By Sean Malone, editorial intern with Orange Hat Publishing | Ten16 Press
“Your son is ready for you to take home … he is one of our best subjects… The genes are still intact and passed on. Hair color, eye color, propensity to be thin or obese, face expressions, skeletal structure. These still develop outside of nanotechnology. Unfortunately, we are still all very unique.”
What’s in a setting? A good setting enhances any book or piece of media. A setting that cannot conform to its established logic or that lacks interesting features rapidly dissuades readers from continuing. The argument can be further advanced that the setting itself is one of the key characters of good science fiction and is most important in this genre. Chris Ramos’s Time to Expire (Ten16 Press, 2021) demonstrates an engrossing and chromatic presentation of sci-fi vocabulary and concepts. Ramos’s universe is well-imagined, containing dynamic characters and familiar near-future elements alongside a fantastic prominence of nanotechnology. The book involves themes of mortality, humanity, disease, and even climate. What elevates the setting of Time to Expire is its level of detail; descriptions abound of the various nanobots going about their functions, from washing the dishes and cleaning the floors to insemination and controlling the processes of life and death.
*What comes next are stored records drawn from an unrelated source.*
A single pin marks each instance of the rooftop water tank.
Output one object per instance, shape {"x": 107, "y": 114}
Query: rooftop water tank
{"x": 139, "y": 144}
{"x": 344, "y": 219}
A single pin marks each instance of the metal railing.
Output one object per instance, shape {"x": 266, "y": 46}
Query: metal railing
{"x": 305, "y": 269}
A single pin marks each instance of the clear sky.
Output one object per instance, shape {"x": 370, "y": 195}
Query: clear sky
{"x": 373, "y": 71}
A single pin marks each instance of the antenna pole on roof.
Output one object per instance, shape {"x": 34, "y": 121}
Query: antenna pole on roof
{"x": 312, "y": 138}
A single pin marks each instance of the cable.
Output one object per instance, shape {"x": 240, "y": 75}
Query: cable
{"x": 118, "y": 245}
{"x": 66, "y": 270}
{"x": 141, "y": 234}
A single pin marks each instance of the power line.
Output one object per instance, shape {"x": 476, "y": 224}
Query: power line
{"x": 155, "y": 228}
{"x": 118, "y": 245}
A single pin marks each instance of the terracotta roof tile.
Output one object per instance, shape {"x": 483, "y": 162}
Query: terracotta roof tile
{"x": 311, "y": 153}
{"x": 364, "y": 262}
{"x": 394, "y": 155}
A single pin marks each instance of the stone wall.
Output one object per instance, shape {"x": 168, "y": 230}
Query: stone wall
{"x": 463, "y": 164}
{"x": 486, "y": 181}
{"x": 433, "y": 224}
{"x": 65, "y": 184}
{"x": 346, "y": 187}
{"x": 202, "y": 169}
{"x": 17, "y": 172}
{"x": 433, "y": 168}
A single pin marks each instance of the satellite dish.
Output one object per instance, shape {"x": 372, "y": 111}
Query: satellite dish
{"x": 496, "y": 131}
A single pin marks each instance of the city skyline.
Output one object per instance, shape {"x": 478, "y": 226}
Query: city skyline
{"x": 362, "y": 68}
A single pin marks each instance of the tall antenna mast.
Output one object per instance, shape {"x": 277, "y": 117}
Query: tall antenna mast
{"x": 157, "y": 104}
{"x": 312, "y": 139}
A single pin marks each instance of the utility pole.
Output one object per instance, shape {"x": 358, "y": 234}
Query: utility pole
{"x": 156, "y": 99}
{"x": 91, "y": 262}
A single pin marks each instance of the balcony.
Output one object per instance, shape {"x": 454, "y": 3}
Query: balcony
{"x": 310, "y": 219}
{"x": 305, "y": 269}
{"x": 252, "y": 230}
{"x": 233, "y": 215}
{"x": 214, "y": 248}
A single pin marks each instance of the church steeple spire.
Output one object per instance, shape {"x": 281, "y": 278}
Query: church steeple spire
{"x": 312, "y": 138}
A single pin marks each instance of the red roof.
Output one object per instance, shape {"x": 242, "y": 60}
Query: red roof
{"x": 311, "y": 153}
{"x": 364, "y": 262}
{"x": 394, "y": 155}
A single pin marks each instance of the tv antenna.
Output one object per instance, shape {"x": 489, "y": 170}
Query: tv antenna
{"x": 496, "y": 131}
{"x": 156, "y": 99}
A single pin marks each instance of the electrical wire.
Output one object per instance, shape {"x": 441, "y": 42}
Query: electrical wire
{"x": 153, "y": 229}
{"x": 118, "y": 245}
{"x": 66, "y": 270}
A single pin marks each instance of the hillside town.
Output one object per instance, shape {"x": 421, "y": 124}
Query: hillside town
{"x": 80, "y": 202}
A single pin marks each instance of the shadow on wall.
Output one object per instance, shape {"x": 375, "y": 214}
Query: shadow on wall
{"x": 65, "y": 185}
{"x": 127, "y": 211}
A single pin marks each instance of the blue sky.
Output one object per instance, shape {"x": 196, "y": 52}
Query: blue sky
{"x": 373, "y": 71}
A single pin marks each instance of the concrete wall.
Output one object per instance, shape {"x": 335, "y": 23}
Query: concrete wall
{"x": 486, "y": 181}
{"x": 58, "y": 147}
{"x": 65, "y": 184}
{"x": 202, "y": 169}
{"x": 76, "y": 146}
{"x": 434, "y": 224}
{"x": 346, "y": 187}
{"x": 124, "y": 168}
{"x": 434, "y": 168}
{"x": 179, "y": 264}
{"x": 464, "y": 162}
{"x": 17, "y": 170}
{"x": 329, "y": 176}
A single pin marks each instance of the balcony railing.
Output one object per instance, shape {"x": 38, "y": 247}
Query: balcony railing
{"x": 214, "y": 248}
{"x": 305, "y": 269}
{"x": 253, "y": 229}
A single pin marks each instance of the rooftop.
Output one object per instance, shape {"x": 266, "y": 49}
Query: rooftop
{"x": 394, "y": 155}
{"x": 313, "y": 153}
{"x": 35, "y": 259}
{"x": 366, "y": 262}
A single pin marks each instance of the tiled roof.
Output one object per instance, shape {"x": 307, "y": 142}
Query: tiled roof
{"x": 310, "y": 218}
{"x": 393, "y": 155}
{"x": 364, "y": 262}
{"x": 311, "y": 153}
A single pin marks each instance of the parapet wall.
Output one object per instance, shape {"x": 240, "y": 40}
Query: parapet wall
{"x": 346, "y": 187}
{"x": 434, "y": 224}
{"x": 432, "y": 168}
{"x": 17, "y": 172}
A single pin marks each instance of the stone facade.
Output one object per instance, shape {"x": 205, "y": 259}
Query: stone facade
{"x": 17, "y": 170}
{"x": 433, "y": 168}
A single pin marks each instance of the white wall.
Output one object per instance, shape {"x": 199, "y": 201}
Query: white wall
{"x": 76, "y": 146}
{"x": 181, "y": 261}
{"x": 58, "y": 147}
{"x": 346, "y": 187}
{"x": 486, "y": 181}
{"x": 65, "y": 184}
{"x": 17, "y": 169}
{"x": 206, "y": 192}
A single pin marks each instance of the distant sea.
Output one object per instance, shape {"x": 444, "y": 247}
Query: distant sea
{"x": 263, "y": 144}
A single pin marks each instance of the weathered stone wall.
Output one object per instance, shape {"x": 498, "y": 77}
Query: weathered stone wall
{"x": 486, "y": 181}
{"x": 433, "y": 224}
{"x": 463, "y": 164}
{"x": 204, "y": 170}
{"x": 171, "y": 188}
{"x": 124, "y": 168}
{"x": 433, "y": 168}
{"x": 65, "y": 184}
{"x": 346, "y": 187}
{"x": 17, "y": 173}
Time to Expire has an identifiable “cool factor,” essential for good sci-fi. Of course, there’s the disturbingly familiar fixation over digiscreen devices, as well as an all-important clock that informs the owner exactly when the hour of their death will come, their ‘time to expire.’ These devices are “corporate issue” of course, courtesy of the supranational Lifespan corporation that runs society in a commercial and philosophical union, providing the answers to all of life’s questions. Looming environmental control towers, sprawling corporate research facilities, and Matrix-esque hatchet-men called Collectors haunt the story. These secretive Collectors are ever-present, performing a seemingly non-threatening task of collecting the deceased, the expired. Yet the Collectors, like many aspects of Lifespan’s culture, brim with menace and the promise of a darker purpose.
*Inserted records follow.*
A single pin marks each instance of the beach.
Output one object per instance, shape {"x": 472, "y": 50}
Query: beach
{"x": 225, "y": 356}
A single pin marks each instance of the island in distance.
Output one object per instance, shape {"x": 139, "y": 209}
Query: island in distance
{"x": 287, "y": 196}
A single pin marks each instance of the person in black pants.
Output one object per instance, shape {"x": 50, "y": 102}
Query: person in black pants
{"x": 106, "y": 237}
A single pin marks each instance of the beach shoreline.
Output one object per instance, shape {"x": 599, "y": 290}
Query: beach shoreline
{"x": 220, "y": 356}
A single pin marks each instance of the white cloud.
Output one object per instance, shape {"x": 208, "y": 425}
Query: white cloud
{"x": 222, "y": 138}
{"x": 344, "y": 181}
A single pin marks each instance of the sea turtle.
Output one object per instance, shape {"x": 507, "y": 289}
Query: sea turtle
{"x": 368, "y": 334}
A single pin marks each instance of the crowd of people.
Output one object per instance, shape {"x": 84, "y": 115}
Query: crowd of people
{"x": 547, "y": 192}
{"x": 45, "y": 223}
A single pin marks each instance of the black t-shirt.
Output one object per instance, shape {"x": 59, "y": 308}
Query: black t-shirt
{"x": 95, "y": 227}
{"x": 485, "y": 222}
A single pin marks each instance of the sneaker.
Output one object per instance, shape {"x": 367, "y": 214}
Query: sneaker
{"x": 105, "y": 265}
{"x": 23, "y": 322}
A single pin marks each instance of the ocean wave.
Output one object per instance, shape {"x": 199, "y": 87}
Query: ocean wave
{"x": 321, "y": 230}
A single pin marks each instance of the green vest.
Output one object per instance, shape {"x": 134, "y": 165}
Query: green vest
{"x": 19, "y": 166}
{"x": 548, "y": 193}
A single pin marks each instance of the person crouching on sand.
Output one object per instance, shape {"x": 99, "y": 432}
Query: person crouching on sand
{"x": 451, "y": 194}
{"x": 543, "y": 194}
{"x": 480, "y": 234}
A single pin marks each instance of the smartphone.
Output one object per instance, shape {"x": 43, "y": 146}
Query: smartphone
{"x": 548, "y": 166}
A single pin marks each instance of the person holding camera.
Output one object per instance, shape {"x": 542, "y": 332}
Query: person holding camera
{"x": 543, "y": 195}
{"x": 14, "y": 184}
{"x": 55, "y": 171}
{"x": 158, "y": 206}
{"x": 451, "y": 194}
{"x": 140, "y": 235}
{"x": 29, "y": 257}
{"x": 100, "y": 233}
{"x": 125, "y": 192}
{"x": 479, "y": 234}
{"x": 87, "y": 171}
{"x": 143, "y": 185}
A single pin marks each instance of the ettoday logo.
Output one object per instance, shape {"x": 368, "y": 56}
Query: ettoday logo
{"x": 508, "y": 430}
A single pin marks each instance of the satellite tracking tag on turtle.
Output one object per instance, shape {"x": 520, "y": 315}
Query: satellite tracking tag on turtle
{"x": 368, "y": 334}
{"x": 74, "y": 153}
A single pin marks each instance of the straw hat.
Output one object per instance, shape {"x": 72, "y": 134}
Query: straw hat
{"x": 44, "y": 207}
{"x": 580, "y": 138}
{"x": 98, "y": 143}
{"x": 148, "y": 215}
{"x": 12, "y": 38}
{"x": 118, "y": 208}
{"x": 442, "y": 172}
This book should prove a good choice for YA readers and offers an interesting world to explore. The content is appropriate for the intended audience; the most traumatic scenes involve detached disquiet of synthetic creation of babies alongside a sterilization of emotion and passion. The book provocatively raises questions about the merits of a perfectly “safe” world, and if such a thing is achievable beyond deception or outright betrayal. The story is timely for the issues grappling our society at the time of this review, but its themes are both timeless and cyclical.
For my journey reading of Time to Expire, it evoked recollections from superb science fiction stories (and even some obscure ones) such as Dune, The Giver, and Equilibrium. These connections were non-derivative, but rather celebratory, being incorporated into Ramos’s creation that is Time to Expire. This is a smart ride to catch, and it’s time to read it.
About the Book
Time to Expire:
In the distant future, due to medical and technological advances, the human race has all but eradicated the threat of disease. Poverty, pestilence, murders and war are fading from memory. The human body is completely repairable with extensive breakthroughs of nanotechnology. Building projects, new developments and scientific innovations are completed with unequaled precision. By all accounts, the global civilization has never been in better shape. The world is perfect, planned and thriving. This is all due to one company-LifeSpan. Saviors to mankind, they have quelled everyone’s most elusive fear: When am I going to die? Thanks to LifeSpan technology, everyone knows exactly how long they will live, and are given a precise expiration date at birth. The Collectors arrive to escort you away at the time of expiration. Family members say farewell, accepting your expiration as scientific evolution.